In one of the first battles of Operation Barbarosa, the Germans planned to seize the city of Brest and the Brest Fortress, located on the far west border of Belarus. The fortress was defended by over 9,000 soldiers.
During the first hours of the invasion, German army artillery opened fire on the unprepared fortress. In the city of Brest there was massive panic as shells fell from the sky, inflicting massive casualties on civilians as well as troops. Roughly an hour after the initial shelling, the first German assault on the fortress took place. Soviet defenders were only able to defend isolated strongpoints, the most important of which was Brest Fortress.
Over the next week the Nazis attacked the fort with infantry, panzer tanks and Luftwaffe bombers, slowly taking small parts of the fort. Inside the fort, civilians acted as medics and defenders, while children helped by reloading machine gun belts and sometimes became scouts, relaying enemy movements.
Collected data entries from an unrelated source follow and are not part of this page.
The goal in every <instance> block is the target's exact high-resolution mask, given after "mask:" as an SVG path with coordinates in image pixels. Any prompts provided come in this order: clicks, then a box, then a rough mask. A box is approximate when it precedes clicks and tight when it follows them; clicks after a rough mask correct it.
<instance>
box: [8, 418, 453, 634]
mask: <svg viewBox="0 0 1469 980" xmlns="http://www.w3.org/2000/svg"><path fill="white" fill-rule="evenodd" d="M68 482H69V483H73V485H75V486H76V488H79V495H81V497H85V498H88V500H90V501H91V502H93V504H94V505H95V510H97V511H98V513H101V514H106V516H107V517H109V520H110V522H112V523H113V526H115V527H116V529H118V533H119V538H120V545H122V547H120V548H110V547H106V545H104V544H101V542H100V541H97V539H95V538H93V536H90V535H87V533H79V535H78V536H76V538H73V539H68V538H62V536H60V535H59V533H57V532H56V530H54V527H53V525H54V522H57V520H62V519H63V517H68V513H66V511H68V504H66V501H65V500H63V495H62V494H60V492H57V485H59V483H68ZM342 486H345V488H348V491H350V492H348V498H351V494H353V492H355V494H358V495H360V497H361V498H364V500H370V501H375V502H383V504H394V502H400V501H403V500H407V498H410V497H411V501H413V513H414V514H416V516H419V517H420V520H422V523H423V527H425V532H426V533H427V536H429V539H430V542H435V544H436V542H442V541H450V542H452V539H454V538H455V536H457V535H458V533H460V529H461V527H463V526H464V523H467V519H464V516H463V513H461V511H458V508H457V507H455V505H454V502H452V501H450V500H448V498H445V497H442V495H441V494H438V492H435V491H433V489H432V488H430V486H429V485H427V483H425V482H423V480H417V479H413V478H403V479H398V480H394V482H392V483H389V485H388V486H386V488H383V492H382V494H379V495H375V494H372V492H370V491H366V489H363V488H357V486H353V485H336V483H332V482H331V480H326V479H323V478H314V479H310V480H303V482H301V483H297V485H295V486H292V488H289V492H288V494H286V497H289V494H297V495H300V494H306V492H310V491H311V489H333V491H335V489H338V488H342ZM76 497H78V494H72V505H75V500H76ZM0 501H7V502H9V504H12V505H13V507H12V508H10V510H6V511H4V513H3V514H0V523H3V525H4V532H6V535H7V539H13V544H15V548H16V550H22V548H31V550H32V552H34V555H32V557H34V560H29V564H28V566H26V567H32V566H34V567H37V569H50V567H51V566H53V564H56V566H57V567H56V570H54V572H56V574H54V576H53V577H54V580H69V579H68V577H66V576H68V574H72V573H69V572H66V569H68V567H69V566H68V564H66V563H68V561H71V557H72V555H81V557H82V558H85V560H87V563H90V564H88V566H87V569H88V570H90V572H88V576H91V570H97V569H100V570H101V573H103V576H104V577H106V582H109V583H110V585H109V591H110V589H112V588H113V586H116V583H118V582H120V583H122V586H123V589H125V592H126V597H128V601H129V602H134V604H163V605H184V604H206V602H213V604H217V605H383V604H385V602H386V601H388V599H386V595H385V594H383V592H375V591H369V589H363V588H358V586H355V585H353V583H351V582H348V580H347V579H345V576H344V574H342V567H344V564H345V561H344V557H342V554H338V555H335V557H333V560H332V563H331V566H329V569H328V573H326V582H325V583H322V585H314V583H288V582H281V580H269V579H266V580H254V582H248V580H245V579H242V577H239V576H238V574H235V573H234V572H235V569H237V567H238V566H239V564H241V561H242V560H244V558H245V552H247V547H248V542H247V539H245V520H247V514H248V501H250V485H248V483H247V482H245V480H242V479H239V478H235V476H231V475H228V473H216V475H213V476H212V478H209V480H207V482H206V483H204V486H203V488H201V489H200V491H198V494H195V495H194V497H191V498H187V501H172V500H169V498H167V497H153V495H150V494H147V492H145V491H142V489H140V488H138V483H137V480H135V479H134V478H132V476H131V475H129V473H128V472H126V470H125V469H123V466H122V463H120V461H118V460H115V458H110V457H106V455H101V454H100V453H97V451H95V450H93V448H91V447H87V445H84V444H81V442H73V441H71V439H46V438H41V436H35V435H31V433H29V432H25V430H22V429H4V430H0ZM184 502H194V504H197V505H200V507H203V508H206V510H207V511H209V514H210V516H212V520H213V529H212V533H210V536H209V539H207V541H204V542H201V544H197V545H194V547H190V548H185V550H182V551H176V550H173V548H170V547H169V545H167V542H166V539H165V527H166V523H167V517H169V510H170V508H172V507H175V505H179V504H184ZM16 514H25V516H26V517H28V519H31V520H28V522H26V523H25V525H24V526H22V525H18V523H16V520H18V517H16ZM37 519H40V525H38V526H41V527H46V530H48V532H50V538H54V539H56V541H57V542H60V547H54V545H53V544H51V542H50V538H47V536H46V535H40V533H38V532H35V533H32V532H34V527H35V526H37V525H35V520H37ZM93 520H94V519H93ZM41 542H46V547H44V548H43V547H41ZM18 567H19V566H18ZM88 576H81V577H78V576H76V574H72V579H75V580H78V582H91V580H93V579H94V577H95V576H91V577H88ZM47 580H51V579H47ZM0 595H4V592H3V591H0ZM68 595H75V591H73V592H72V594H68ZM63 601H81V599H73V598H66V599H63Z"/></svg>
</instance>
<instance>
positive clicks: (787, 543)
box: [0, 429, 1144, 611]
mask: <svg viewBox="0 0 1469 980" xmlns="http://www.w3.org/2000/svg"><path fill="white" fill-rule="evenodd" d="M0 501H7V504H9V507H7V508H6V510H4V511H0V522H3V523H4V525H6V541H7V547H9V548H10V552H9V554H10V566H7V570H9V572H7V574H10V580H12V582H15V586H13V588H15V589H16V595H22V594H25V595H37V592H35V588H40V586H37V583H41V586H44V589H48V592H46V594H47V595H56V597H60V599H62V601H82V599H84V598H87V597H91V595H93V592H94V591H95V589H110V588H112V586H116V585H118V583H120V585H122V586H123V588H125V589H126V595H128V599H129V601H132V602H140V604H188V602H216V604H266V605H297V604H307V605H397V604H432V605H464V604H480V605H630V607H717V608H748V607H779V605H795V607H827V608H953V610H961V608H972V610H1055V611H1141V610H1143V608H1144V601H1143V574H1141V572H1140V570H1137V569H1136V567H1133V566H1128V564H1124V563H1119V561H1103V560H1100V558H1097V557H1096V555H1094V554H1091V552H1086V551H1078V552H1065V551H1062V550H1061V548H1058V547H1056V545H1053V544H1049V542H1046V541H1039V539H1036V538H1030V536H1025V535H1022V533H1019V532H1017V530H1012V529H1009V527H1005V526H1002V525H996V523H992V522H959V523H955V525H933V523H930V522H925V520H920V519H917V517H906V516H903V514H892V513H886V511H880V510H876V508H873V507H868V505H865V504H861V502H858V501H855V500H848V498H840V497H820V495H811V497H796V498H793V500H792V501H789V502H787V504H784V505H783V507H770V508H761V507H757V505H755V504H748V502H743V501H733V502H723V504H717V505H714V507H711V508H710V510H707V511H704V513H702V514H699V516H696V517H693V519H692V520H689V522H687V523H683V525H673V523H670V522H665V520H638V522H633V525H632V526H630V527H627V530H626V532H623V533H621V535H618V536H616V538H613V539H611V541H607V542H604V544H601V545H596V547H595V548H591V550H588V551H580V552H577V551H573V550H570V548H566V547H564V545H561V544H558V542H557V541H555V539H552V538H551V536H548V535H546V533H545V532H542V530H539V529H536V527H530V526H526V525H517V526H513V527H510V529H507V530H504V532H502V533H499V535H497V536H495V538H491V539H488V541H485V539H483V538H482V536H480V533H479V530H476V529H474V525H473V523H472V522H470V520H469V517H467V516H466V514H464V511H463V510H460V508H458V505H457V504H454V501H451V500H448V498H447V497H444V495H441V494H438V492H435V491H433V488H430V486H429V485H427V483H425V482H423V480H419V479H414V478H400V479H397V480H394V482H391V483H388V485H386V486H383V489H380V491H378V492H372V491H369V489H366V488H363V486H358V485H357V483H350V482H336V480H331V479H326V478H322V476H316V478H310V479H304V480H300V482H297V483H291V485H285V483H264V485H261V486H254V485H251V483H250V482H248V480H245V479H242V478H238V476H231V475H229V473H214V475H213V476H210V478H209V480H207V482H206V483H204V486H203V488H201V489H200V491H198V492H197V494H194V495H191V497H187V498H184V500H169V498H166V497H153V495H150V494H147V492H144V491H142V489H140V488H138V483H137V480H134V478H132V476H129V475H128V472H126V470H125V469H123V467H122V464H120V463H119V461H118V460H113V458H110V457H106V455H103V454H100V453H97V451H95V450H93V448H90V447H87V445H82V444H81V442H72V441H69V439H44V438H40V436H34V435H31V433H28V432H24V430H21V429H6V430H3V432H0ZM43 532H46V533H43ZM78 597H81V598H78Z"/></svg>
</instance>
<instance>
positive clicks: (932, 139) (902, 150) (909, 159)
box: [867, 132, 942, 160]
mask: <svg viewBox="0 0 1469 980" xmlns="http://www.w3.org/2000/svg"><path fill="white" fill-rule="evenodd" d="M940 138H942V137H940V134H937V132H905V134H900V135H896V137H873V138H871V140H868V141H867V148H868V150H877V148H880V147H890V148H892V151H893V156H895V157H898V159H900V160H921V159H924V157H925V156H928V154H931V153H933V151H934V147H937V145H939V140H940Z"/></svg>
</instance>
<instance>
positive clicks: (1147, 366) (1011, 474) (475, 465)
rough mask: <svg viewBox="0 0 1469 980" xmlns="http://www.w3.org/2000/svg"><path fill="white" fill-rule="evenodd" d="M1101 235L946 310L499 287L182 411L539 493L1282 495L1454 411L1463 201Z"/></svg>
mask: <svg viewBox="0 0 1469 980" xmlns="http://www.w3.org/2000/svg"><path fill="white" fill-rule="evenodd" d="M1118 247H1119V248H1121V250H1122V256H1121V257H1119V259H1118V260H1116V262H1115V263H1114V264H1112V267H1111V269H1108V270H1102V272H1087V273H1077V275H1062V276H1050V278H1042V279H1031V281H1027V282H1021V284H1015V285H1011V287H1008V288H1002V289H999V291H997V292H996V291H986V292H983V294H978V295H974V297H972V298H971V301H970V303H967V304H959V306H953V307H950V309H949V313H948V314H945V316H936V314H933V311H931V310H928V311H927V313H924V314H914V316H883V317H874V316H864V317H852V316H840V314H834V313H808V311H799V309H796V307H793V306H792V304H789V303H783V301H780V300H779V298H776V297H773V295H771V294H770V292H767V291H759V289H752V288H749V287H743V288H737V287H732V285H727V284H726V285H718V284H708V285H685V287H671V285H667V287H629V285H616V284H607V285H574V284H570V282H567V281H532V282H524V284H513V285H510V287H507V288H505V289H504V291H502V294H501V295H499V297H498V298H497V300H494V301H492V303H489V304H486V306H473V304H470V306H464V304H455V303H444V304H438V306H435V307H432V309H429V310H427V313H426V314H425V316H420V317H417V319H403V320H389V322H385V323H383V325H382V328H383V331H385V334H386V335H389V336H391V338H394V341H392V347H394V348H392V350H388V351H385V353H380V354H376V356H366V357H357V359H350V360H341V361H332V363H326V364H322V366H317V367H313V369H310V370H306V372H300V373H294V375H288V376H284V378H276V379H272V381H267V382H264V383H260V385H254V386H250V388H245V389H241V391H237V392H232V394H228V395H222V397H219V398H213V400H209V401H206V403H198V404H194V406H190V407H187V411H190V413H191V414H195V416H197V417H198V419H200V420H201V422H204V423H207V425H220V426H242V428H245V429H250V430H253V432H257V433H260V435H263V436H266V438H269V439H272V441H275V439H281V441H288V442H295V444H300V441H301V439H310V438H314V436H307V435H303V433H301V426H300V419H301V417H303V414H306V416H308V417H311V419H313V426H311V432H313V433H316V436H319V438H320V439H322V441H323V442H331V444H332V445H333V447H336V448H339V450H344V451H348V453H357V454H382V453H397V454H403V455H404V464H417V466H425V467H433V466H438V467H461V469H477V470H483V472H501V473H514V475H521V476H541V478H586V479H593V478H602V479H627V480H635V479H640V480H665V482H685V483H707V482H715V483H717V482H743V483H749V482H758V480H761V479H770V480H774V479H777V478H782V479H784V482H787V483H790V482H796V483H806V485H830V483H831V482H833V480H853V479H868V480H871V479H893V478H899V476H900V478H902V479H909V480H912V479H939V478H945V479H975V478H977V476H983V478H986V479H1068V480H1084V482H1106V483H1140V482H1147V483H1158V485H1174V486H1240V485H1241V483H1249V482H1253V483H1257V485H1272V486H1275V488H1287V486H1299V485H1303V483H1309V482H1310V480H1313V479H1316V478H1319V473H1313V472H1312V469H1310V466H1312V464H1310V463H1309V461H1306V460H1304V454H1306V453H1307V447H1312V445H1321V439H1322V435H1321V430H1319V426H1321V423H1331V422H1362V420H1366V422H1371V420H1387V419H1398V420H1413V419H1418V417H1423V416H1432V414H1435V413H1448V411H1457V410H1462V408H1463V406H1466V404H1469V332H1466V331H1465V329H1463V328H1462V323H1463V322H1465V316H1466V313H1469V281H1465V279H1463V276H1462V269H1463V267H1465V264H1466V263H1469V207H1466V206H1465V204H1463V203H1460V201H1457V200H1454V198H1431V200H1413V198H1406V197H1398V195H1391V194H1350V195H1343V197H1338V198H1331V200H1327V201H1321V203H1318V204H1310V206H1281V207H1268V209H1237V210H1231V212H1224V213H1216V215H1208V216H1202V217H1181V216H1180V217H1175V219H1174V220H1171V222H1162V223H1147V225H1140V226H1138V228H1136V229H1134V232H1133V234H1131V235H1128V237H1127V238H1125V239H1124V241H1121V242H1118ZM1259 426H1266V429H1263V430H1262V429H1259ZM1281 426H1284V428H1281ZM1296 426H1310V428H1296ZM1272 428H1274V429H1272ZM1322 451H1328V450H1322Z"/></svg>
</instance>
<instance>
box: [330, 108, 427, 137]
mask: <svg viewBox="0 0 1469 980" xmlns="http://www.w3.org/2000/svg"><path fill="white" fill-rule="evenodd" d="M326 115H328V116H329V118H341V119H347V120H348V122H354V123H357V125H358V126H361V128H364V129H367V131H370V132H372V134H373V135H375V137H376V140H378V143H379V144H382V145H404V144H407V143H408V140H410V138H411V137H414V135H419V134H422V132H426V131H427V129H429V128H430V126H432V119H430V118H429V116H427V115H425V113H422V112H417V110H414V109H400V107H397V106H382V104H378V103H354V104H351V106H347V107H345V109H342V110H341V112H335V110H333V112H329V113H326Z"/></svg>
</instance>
On June 26, Red Army regulars under the command of Major Ivan Zubachyov reached the Fort. Major Zubachyov, along with Political Commissar Yefim Fomin, attempted to pull out of Brest and link up with the rest of the Red Army. After a fierce battle, both Zubachyov and Fomin were captured. Political Commissar Yefim Fomin was immediately shot for being a commissar and a Jew.
When the Germans put Fomin against a wall of the Fort to be shot, he shouted, “Don’t lose your spirit! We will be victorious!”
The official battle ended on June 29. However, deep within the catacombs of the Fort, remnants of the resistance kept fighting for another month. An
unknown defender carved this inscription into the wall: I’m dying but I won’t surrender. Farewell, Motherland. 20.VII.41.
In the end 2,000 Soviets were killed and about 6,800 were captured. The defense of Brest Fortress became a symbol of the fighting spirit of the Soviet people, that they would not go down quietly.
Yefim Fomin was posthumously awarded the Order of Lenin in 1957 and promoted from Regimental Commissar to Divisional Commissar in 1991.